According to the latest quarterly budget execution report, in 2025, Senegal shows an improvement in public finances, with a decreasing deficit and dynamic revenues. However, behind these encouraging results, a major constraint is evident: the growing burden of debt, with debt servicing absorbing a considerable portion of public resources. Between budget adjustments, economic growth slowdown, and the need for external financing, the country is facing a delicate equation to sustainably revive its economy.
Overall satisfactory budget execution in 2025
In 2025, Senegal can boast of a tangible improvement in the management of its public finances. Budget revenues reached 4,477 billion CFA francs, representing 98.8% of projections, a year-on-year increase of 11.8%. At the same time, expenses were relatively contained, leading to a reduction in the budget deficit to 6.44% of GDP, compared to an initial target of 7.82%. The primary deficit, on the other hand, significantly decreased to around -1.4% of GDP, reflecting a real consolidation effort. At first glance, this trajectory seems to bring the country closer to its medium-term deficit target of 3%.
Budget adjustment hindering non-hydrocarbon growth
However, this improvement is based on a budget adjustment that is not without collateral effects. The increase in levies and the compression of expenses have contributed to weakening domestic demand, weighing on consumption and investment. But more importantly, this adjustment directly affects non-hydrocarbon growth, which is the real foundation for job creation.
In a context where expectations were based on the rise of oil and gas, the situation becomes even more complicated: the stagnation of oil exports from 2026 onwards will deprive the economy of an essential growth engine. Consequently, the overall dynamic is weakened, with growth potentially dropping to between 2.2% and 2.5%, an insufficient level to meet economic and social challenges. It becomes particularly difficult to reconcile budget discipline and economic recovery.
The weight of debt: main budgetary constraint
Beyond the deficit, the real issue for Senegalese public finances now lies in the debt burden. In 2025, interest payments reached 1,088 billion CFA francs, approximately 5 to 6% of GDP. Even more worrying is their evolution: between 2024 and 2025, interest payments increased by around 32%, compared to only 11.8% for public revenues.
In other words, the debt burden is increasing nearly three times faster than the state’s resources. It now exceeds the combined budgets of health, higher education, research, innovation, and agriculture. Under these conditions, even a return to primary balance would not be enough to restore budgetary equilibrium.

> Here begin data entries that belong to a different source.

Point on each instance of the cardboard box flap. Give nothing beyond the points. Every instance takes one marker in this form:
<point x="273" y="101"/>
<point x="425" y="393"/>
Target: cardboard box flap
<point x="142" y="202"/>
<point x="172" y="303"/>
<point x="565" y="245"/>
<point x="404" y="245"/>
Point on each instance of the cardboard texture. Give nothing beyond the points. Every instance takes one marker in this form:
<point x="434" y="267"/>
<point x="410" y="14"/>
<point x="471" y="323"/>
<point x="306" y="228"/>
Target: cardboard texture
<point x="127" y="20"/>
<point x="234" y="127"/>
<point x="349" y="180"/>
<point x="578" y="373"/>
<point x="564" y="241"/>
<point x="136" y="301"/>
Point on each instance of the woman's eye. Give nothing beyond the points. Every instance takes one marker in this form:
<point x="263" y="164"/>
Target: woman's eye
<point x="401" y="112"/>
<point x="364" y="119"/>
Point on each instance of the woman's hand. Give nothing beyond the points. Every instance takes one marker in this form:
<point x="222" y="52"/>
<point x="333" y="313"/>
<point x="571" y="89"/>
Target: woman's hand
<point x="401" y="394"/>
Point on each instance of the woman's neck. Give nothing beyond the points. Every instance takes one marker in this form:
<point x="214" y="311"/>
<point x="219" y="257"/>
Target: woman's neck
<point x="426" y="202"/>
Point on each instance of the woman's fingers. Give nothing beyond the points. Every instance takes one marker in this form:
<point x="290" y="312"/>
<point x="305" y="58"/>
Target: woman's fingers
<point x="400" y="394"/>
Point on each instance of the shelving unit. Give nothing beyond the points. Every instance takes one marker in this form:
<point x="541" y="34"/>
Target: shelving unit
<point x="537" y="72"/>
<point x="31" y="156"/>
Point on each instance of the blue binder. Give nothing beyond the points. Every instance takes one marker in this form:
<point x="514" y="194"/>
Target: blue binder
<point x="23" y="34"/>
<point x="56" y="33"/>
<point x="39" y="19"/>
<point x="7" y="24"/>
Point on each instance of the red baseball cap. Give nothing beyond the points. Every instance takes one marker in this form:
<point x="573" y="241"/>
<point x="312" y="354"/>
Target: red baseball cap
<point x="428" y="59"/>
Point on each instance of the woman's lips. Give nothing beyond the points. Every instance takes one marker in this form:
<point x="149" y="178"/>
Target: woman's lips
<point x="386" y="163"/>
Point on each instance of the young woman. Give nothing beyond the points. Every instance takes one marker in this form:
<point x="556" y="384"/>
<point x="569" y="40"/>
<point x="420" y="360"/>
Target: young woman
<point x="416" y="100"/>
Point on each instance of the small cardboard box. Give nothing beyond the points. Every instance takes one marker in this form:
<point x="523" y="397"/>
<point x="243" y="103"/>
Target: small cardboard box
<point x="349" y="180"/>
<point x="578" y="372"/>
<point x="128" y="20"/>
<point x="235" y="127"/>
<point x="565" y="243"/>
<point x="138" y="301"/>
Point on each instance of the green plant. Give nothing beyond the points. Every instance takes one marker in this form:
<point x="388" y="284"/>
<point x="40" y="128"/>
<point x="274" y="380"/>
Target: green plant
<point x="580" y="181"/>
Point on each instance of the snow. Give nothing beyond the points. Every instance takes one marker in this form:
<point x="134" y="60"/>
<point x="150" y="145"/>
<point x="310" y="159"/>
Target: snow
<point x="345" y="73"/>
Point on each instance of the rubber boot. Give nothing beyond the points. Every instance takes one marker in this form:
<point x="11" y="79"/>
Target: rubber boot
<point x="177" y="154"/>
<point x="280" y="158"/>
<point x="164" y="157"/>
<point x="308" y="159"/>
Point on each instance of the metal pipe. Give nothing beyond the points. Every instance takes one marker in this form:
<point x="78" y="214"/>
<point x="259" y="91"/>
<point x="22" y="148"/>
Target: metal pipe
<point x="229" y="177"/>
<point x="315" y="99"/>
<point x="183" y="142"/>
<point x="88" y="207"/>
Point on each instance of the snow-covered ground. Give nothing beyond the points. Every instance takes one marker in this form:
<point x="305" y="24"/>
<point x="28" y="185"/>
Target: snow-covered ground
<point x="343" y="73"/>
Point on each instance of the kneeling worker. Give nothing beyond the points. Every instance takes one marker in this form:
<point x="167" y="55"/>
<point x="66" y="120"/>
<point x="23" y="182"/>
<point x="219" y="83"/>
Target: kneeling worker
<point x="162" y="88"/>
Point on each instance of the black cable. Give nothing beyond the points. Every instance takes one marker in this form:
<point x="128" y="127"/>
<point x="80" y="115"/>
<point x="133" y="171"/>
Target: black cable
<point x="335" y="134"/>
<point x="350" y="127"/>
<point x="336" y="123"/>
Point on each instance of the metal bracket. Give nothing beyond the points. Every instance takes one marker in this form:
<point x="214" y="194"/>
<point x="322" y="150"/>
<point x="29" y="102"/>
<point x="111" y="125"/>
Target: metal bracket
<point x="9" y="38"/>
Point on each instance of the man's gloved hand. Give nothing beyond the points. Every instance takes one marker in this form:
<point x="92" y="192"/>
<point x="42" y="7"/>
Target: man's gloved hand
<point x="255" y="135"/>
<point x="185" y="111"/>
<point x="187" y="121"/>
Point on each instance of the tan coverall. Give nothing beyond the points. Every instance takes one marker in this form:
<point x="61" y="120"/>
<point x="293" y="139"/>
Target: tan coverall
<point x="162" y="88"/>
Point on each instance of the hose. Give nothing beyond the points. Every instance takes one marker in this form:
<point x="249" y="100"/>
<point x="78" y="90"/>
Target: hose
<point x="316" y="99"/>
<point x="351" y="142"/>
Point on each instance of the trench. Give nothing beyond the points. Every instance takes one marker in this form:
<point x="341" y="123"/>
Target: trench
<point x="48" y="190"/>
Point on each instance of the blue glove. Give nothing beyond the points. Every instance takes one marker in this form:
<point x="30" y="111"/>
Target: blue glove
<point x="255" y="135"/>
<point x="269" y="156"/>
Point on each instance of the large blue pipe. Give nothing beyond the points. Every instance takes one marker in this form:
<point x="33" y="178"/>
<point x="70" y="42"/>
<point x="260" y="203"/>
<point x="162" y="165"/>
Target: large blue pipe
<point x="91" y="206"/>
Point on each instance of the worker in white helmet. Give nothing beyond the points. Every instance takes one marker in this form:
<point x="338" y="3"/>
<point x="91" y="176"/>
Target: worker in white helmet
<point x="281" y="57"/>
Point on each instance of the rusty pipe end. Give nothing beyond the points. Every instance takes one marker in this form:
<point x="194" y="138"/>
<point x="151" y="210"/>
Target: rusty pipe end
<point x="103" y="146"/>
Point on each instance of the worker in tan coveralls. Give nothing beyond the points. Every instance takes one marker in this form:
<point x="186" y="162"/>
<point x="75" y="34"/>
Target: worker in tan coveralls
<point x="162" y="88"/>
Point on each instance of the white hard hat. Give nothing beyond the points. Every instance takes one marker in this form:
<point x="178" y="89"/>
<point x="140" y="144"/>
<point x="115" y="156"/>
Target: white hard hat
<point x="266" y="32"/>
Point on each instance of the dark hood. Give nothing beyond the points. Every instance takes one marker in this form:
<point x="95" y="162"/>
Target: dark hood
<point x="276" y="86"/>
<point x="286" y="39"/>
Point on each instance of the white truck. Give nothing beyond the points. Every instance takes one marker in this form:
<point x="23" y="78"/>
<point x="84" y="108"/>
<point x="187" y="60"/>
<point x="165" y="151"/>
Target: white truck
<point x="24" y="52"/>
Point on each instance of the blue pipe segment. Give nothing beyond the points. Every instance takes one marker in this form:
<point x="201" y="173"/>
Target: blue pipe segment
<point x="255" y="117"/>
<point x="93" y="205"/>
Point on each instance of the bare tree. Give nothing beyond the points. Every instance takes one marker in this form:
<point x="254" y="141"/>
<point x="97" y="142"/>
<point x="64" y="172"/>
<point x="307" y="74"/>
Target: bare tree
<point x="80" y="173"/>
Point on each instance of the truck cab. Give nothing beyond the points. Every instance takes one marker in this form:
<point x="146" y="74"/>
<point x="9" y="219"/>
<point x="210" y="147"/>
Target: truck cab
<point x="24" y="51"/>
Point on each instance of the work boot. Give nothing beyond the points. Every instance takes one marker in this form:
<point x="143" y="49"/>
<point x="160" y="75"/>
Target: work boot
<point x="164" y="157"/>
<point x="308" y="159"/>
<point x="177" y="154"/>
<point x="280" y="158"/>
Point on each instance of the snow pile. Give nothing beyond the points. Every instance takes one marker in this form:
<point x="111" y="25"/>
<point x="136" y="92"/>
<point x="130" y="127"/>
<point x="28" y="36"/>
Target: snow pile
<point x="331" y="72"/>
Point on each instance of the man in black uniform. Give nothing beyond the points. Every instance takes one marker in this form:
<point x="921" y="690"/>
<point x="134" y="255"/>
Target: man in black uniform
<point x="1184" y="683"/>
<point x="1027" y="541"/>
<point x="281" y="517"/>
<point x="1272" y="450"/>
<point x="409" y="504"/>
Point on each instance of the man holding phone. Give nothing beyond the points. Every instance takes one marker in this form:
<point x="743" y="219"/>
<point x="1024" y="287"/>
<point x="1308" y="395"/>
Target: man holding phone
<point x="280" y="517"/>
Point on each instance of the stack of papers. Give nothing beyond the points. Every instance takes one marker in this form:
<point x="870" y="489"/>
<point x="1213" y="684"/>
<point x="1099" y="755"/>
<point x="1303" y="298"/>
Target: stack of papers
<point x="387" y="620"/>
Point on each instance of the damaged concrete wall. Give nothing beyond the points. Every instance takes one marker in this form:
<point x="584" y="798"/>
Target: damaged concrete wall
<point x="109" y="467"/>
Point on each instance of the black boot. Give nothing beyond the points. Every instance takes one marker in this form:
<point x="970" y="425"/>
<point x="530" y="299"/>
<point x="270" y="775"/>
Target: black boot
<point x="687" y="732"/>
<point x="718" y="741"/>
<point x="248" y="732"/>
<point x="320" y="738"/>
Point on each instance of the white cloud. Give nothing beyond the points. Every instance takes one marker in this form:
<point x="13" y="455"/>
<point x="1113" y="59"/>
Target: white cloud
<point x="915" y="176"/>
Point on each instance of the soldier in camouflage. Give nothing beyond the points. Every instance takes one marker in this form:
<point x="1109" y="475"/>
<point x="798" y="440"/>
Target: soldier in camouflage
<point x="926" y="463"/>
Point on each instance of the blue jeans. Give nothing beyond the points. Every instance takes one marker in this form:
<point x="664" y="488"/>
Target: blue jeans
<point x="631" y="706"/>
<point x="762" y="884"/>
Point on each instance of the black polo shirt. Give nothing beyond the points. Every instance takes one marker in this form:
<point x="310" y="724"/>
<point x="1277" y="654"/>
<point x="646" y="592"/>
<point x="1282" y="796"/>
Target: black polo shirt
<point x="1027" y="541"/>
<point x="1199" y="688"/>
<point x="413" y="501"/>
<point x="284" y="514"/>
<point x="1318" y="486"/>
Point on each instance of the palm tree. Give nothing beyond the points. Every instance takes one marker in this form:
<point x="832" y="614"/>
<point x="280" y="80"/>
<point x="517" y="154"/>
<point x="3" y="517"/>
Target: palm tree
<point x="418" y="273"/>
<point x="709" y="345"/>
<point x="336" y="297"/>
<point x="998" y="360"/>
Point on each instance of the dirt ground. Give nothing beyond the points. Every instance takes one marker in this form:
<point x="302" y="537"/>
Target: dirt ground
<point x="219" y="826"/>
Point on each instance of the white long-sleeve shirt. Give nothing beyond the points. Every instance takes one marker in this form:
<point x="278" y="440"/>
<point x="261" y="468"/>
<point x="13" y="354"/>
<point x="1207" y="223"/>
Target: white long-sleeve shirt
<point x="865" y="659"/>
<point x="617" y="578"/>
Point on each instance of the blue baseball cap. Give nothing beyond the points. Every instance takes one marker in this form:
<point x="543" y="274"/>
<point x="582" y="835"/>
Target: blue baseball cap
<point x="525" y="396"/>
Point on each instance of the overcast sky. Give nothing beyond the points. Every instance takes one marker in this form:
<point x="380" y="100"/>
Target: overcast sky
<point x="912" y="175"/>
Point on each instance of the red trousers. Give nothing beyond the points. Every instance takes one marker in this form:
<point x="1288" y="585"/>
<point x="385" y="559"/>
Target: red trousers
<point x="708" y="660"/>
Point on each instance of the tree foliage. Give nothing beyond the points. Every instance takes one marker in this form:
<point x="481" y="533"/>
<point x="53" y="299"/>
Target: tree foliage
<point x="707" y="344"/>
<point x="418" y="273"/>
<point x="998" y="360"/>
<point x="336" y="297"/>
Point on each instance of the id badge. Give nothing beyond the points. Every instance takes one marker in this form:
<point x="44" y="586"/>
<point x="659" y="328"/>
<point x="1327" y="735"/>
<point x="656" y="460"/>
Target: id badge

The country is caught in a debt spiral marked by more costly financing and shorter maturities, a dynamic that international geopolitical tensions, especially in the Middle East, could exacerbate through inflation and rising interest rates.
A trajectory to rebuild: towards IMF support and restructuring?
Facing these constraints, achieving a deficit of 3% of GDP appears extremely difficult without a major shift. Senegal now needs a credible and transparent economic trajectory, supported by the International Monetary Fund, to restore partners’ confidence and attract external financing essential for economic recovery and structural transformation.
But beyond this anchoring, one conclusion is clear: without action on the debt itself, budget adjustment will remain insufficient. Debt suspension or restructuring could provide budgetary relief, free up resources for investment, and reignite growth.